Some notes on Christian's wines by the one-and-only David Lillie:
Christian Ducroux produces vibrant "wines of nature" from his five hectares of living soils in Thulon, above Regnié-Durette in the Beaujolais. Christian's attention is primarily on the health of his soils, the most important factor in producing true wines of terroir. To this end, Christian works mostly with horses and a bull to avoid compacting the soil. The timing and types of plowing, kept to a minimum, are carefully planned to maintain the correct levels of water and nutrition. He avoids the "organic" treatment copper-sulfate which can be harmful to the life of the soil relying instead on natural methods such as fenugrec, biodynamic preparations, herbal infusions and silica to combat mildew and oidium. Fruit trees alternate with each 5 rows of vines, planted at 10,000 vines per hectare, hedges surround the parcels and wild grasses grow throughout - Christian's vineyards are a glorious oasis of green, even in winter, surrounded by the herbicided, eroded hillsides of conventional farming. Picking is done in several passes with a careful selection in the vineyards, as maturation varies due to the diversity of vegetation in and around the vines. Christian aims for mature grapes, but that have low sugar levels, in the style of Chauvet, with normally 10.5 to 12% alcohol as finished wines. Vinifications here are with wild yeasts, without sulfur added, with usually a pied-de-cuve taken a week or two early from all his parcels. It's hard to communicate the committment and energy at this estate, showing that viticulture can be healthy, almost totally self-sufficient, and beneficial to its environment while producing vibrant natural wines at the highest levels of artistry.

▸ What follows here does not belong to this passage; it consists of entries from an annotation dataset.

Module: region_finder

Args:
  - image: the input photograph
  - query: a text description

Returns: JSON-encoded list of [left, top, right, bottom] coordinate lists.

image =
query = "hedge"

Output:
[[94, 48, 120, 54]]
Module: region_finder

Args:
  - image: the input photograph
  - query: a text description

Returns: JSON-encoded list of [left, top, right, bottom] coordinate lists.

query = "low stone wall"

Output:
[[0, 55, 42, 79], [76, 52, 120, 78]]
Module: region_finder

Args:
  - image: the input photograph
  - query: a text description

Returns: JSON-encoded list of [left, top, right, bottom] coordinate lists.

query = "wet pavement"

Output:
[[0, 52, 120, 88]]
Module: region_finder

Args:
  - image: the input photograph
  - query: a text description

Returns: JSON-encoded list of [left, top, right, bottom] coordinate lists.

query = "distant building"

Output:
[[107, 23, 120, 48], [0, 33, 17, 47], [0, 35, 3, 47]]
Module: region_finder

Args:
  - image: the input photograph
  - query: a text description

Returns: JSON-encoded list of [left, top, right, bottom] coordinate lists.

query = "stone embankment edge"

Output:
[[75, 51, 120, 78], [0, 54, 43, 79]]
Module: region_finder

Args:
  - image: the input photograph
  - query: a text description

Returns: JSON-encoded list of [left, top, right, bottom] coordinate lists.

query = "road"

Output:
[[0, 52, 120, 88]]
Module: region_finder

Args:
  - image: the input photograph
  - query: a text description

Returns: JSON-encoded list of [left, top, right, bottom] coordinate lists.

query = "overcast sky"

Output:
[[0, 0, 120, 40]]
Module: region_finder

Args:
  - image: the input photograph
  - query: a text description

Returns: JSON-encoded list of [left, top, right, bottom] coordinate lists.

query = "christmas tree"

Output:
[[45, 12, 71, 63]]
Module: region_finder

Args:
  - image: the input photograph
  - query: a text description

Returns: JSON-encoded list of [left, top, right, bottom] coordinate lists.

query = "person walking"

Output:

From the French label: "Exspectatia: third form of time, that which assures the presence of liberty in the time of creation. Small domaine on pink granite. Cepage Gamay. In order to accompany the vine in its evolution, the mares Hewan and Kaina take an active part: in plowing, favoring the microbial activity and controlling the natural grasses; in the transport of the harvest and in the pulverization of tisanes and preparations of biodynamic agriculture which favor the underlying rhythms of life. Unfiltered wine, without addition of sulfites."
Light in body and low in alcohol (ranging from 10.5 to 12.5%), Ducroux's wines are aromatically complex and alive, showing berry, plum and black fruit aromas with citrus, licorice, and herbal notes. While there is some relation to the wines of Lapierre and friends in Morgon, Ducroux' wines are consistently brighter and lighter with more changeable aromas, with more acidity and citrus character. And while they don't seem built to age, the 2015 Expectatia will certainly drink well for five to eight years, even though made entirely without sulfur-dioxide. Christian's ethic of farming and winemaking is reflected in his prices, as the health of his family, his animals and his soil, and of course the quality of his wines, are more important to him than financial gain. Thus the low cost of his wines bears no relation to their quality or the amount of work required for their production. Christian is a modern "paysan" whose work may seem unrealistic, and yet he points the way towards a more sane agriculture which can be adapted to a larger scale.